Moje patynki.Brak dziennego światła.
Osobówki są mocno upaprane gdyż to końcówka ich eksploatacji więc nikt o nie nie dba...
Widzę że kolega od razu skoczył na głęboką wodę w temacie patynowania. Jako że nie specjalnie się wypowiadam w " publicznej" części forum na temat technik modelarskich, postanowiłem się trochę w tej bardzo trudnej dziedzinie wypowiedzieć.
Sam męczę temat waloryzacji modeli od dłuższego czasu i wiem że wiele mi jeszcze brakuje do ideału, to jednak chciałbym podsunąć kolegom kilka małych wskazówek które sam stosuję.

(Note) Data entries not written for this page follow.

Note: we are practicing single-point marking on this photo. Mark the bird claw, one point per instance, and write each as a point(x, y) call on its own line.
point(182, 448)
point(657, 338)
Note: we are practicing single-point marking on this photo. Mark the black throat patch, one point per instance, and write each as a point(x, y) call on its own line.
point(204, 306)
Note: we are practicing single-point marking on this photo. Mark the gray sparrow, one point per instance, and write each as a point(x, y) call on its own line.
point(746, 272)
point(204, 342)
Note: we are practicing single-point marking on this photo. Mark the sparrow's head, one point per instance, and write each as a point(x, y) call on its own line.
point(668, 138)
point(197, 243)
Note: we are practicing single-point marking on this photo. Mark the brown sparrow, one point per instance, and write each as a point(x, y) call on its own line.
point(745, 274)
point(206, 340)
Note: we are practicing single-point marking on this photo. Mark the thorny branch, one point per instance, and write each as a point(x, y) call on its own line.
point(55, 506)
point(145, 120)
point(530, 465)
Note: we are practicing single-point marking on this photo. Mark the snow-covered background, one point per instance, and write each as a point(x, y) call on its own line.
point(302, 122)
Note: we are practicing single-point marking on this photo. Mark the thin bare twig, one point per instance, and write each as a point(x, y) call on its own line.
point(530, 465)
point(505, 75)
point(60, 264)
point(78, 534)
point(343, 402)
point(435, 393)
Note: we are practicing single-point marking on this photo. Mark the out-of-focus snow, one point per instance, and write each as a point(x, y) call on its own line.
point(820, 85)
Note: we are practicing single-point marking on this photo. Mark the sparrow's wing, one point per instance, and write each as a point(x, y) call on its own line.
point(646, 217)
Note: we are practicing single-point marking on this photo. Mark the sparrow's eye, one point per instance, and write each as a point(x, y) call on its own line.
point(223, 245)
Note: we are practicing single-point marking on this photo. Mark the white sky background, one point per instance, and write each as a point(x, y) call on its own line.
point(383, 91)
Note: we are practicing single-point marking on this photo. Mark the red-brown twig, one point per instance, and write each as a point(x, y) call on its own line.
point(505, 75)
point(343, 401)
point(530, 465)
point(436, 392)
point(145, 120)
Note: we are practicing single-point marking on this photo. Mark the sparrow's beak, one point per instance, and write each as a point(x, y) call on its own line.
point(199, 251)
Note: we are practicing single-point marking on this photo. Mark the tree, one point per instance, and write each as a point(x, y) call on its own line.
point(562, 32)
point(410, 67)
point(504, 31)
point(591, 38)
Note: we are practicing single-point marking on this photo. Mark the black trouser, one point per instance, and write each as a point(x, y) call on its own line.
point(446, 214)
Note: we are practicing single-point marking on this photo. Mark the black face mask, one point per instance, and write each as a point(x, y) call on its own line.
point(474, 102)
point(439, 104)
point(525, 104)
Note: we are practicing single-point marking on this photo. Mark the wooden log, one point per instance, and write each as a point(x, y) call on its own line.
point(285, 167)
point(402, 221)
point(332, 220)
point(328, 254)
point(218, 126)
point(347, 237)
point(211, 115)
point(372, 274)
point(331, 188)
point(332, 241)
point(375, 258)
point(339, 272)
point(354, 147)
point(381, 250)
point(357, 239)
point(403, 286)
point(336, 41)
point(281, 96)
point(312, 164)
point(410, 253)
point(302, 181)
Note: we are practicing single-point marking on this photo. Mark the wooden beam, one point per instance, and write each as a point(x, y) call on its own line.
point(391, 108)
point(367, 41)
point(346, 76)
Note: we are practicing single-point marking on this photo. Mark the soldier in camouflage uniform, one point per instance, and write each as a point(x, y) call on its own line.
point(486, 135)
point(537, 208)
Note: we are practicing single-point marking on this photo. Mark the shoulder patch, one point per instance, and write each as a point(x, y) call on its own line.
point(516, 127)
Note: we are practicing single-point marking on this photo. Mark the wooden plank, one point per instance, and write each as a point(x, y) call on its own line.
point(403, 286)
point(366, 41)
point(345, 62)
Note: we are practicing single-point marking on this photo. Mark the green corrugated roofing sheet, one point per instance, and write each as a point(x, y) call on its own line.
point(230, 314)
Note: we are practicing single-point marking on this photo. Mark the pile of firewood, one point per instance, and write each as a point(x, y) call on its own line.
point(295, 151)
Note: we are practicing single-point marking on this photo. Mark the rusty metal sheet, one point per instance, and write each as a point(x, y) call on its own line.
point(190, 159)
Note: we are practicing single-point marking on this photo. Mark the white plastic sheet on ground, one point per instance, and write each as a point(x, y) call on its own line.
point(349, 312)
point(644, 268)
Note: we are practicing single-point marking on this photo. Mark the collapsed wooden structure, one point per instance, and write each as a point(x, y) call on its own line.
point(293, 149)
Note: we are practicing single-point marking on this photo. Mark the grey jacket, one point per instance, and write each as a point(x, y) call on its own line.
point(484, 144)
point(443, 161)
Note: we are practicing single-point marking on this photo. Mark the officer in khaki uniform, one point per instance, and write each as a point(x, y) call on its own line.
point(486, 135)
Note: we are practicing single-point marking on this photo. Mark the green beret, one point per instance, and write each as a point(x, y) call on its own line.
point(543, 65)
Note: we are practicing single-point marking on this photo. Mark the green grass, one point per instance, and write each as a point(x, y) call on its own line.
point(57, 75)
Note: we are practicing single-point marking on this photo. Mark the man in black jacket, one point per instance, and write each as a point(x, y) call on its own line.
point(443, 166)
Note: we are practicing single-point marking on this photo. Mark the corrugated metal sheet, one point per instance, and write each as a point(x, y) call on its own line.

Podstawową sprawą jest zdobycie kolorowych zdjęć oryginalnych wagonów tej lub podobnej serii w czasie jakim były używane w tym przypadku okres regularnego ciągania przez parowozy. Niestety zdobycie typowo zdjęć z Polski graniczy niemal z cudem to alternatywą może być np. forum naszych zachodnich sąsiadów
http://www.drehscheibe-online.de/startindex2.php w dziale historycznym dość często pojawiają się ciekawe kolorowe zdjęcia planowych pociągów z trakcją parową. Co ciekawsze zdjęcia wagonów i lokomotyw, zapisuję na specjalnie założonym do tego celu folderze.
Przy odtworzeniu zabrudzeń staram się maksymalnie zbliżyć do takich jak na zdjęciach co nie jest łatwe, jednocześnie trenując różne techniki. Zawsze staram się nie przesadzić - nadmiar niestety szkodzi całości.
Na foto przedstawiam modele wagonów po wykonaniu konwersji przy pomocy kalkomanii i próbie wykonania śladów eksploatacji oraz starzenia lakieru. Techniki jakie stosowałem przedstawili koledzy w tym i podobnych tematach.